Memories of Blood and Soul
I don't know what Heaven might be and they say before you die you see a flashing of moments that consist of your life in its entirety and I imagine mine will be consumed by great and awful regret and shame but there might be a few glimpses still that sketch their way into the billows of the firmament beyond earth.
I remember my grandfather teaching me how to fish and introducing me to Ray Charles. He taught me how to carry a football and how to treat a woman, how to drive at six years old and how to play chess. Every Friday night I'd stay with my grandparents and he'd set up the living room into a professional wrestling ring and I'd stand way up on the couch and say, with my best Hulk Hogan impersonation, "I hear you been running your mouth old man, now you're gonna get it," and he'd say, "You want some you little whipper-snapper, come get some," before sacrificing his bones for my enjoyment while I body-slammed him on the carpet.
My grandmother grew up on a farm in Athens, Tennessee. She fed the horses and rode one of them each morning, alongside the route of a train, racing it beside the tracks and the conductor would pull down the horn while it blazed on with my grandmother's horse kicking up the dirt of earth like one of God's finest achievements that is the horse.
Her older sister was brought into the world by a drunk doctor who accidentally smashed her head in during delivery and she'd live out her entire life with retarded response mechanisms while understanding everything around her, internally, perfectly fine. She was helpless and brilliant simultaneously. Her name was Pamela-Ann and she had a childish smile even well into her sixties. My grandmother took care of her for her whole life until she died. She's the sweetest woman in the entire world, my grandmother, everyone who knows her agrees and she tried to teach me the piano when I was young, then took a look at my chubby hands and said delicately, "I just don't believe you have the fingers for the piano, Mikers." My brothers have called me Chubby Hands ever since.
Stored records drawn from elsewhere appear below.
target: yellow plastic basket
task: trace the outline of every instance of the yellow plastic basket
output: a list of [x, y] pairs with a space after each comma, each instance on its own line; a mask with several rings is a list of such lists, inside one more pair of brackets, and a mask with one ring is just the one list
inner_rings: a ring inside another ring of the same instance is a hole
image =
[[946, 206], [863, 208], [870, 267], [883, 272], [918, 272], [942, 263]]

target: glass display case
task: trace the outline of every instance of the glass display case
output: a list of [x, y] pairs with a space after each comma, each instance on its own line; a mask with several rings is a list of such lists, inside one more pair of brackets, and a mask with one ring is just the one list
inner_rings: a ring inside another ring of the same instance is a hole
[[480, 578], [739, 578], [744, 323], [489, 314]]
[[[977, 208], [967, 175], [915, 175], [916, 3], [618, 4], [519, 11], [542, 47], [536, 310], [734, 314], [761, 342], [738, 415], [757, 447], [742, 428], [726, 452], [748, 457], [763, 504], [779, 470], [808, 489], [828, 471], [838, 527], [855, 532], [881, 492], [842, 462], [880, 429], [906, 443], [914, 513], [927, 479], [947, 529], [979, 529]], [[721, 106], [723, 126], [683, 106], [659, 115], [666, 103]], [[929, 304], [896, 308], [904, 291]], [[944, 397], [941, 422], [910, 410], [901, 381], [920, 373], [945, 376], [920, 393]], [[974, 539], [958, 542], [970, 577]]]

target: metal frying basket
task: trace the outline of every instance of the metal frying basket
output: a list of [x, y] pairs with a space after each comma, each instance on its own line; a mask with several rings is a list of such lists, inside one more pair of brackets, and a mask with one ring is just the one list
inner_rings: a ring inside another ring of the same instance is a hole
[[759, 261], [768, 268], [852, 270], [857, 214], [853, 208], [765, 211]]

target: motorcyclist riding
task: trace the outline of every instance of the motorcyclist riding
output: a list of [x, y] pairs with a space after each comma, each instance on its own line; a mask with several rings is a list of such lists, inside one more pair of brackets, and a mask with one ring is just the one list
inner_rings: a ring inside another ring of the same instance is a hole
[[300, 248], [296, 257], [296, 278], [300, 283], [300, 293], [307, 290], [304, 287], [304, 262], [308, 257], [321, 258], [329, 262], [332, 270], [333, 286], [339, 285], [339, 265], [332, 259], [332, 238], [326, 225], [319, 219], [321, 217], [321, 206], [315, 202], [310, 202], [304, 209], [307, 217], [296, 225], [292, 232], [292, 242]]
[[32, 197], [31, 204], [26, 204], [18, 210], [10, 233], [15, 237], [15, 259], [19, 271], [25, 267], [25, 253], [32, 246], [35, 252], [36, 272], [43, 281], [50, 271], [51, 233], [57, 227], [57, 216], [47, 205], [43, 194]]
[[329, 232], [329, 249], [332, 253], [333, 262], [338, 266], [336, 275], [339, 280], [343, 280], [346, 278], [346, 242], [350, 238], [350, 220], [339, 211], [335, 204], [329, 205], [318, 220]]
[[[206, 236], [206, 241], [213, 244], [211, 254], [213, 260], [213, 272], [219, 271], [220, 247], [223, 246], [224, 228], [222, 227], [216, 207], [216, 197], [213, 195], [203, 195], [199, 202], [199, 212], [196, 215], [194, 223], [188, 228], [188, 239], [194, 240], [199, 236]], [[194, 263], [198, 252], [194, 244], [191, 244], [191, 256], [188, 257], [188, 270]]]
My paternal grandfather tried to teach me carpentry just before he passed away. We were building a bench together when he died. He was a tough dude, Jesus he was tough. When he played football in college, leather helmets, there's one play, after a couple martinis he really relished in retelling, and we all loved to hear it, countless times. He got tackled the play previous and some bastard stepped on his face with their cleats and so the next play my grandfather ran the ball right at him, popped him in the jaw with his forearm and broke the asshole's nose.
His wife, my grandmother, comes from a set of parents who were True-Blue Christians and at the turn of the century, over a hundred years ago, were missionaries in China to preach Gospel, sacrificed their health and well-being and Western lifestyle in the name of Jesus. They traveled in a ship across the Pacific through storms and months and starvation, doing what they believed they were called to do. They were persecuted and suffered for years during their mission, all the while maintaining supreme faith in the Christian God.
Now, my family is not particularly Christian, that is none of us were really raised in the church but my grandmother still sings in the Choir every Sunday. There's something Holy in her aura, the way she speaks and how she carries herself, in the enchanting water-color of her eyes. Her soul is next to godliness but she won't tell anybody about it. She's the only live-ass Christian left and I got the privilege of inheriting some of her blood.
These are more than memories, it's the flesh and heart that made me up from darkness, the void of nothing, these are the souls who resurrected my very being from the flakes of dust.